Marx e a falta de água no meu bairro

Hoje é domingo e não tem água na torneira da rua aqui em casa. Ontem era sábado e também não tinha água na torneira da rua. Entre ontem e hoje, na madrugada, chegou a água. De manhã ainda tinha e, quando foi por volta das dez horas da manhã, a água acabou. Assim tem sido os dias. Sem água na torneira durante o dia e com água na torneira durante a madrugada.  Sim, é um RACIONAMENTO. Em letras garrafais. Um RACIONAMENTO do qual não fomos avisados e sobre o qual não fomos consultados. A título de contextualização, moro em um bairro de periferia.

Gradativamente uma parcela da população (a classe trabalhadora, diga-se de passagem) vai perdendo o acesso a água. Não podemos lavar o quintal, não podemos tomar banho demorado, não podemos, não podemos, não podemos. Quando a força ideológica não produz os resultados esperados (“sabendo usar não vai faltar”), nos tiram o direito de decidir sobre nossa forma de usar a água. Simplesmente nos deixam usar a água no horário que acham melhor. E gradativamente esses horários irão ficando cada vez mais regrados. E daqui uns anos não teremos água. Simples assim.

Mas isso é resultado do mau uso, do desperdício, dirão alguns. E eu, a “La  Cumpadre Washington”, vou ter que dizer: “Sabe de nada, inocente”. O racionamento da água no meu bairro não é porque minha vizinha lava o quintal. Não é porque a filha da outra vizinha toma banho de duas horas. Não é porque eu encho a piscininha inflável das meninas. Não senhores. Não.

O racionamento é porque a água gradativamente vai deixando de ser um bem comum, de acesso a todos e vai se tornando mercadoria, bem privado.  As grandes empresas já perceberam que a água é o produto do futuro. Já estão comprando poços e lacrando, aguardando a especulação. Já estão tomando posse dos aquíferos. Furar um poço artesiano hoje? São tantas licenças, tantos documentos que só algumas pessoas conseguem. Quem são essas que conseguem? Um doce prá quem adivinhar.

O acesso a água hoje já não é pra todos. A realidade do bairro onde moro me esfrega isso na cara todo dia que abro a torneira e não tem água. A falta de água não é um problema para o futuro. Ela é já real hoje. Mas quem já está sem acesso a água?

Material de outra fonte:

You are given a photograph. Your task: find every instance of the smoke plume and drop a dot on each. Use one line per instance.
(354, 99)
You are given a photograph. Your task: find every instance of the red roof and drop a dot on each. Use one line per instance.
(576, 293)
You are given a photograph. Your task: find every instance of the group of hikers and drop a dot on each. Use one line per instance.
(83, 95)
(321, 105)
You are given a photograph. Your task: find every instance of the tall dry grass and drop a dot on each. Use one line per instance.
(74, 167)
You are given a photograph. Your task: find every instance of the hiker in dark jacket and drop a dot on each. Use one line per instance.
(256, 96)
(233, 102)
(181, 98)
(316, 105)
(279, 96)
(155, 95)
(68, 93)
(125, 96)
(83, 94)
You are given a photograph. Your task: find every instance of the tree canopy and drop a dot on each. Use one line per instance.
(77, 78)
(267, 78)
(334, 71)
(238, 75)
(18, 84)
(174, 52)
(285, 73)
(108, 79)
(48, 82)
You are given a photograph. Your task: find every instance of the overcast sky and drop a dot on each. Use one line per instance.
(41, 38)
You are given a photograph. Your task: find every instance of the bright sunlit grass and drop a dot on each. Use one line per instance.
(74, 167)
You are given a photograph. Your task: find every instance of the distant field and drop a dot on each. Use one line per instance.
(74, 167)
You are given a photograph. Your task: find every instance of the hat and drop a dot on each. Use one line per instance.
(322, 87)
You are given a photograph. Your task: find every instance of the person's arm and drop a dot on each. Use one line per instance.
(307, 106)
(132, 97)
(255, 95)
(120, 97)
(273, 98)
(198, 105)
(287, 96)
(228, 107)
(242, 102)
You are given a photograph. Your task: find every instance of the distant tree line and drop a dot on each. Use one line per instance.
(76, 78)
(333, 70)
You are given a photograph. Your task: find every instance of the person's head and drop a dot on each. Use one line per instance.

Em todas as casas de Uberaba falta água em alguns horários do dia?  Sei de lugares onde nunca falta água.

Mas essa relação do consumo de água entre casas de periferia e casas em bairros ditos nobres, ainda é simplista, já que o consumo doméstico de água é o menor na escala geral. De acordo com estudos ambientais, aproximadamente 70% da água do país vai para a agricultura, a irrigação, visando a produção de comodities internacionais. Uma outra parcela grande vai para a indústria e assim por diante.

O que estou querendo dizer é que a falta de água no meu bairro é um problema do sistema econômico em que vivemos. E como tal, quem primeiro perde o acesso é a classe trabalhadora. Evidente que existem diversos fatores envolvidos, diversas análises que precisam ser realizadas, mas tranquilamente pode-se afirmar que, não se trata apenas de uma questão de ambiente ou de preservação. É fundamentalmente uma questão de quem vai ter acesso e quem não vai. A água hoje é uma mercadoria.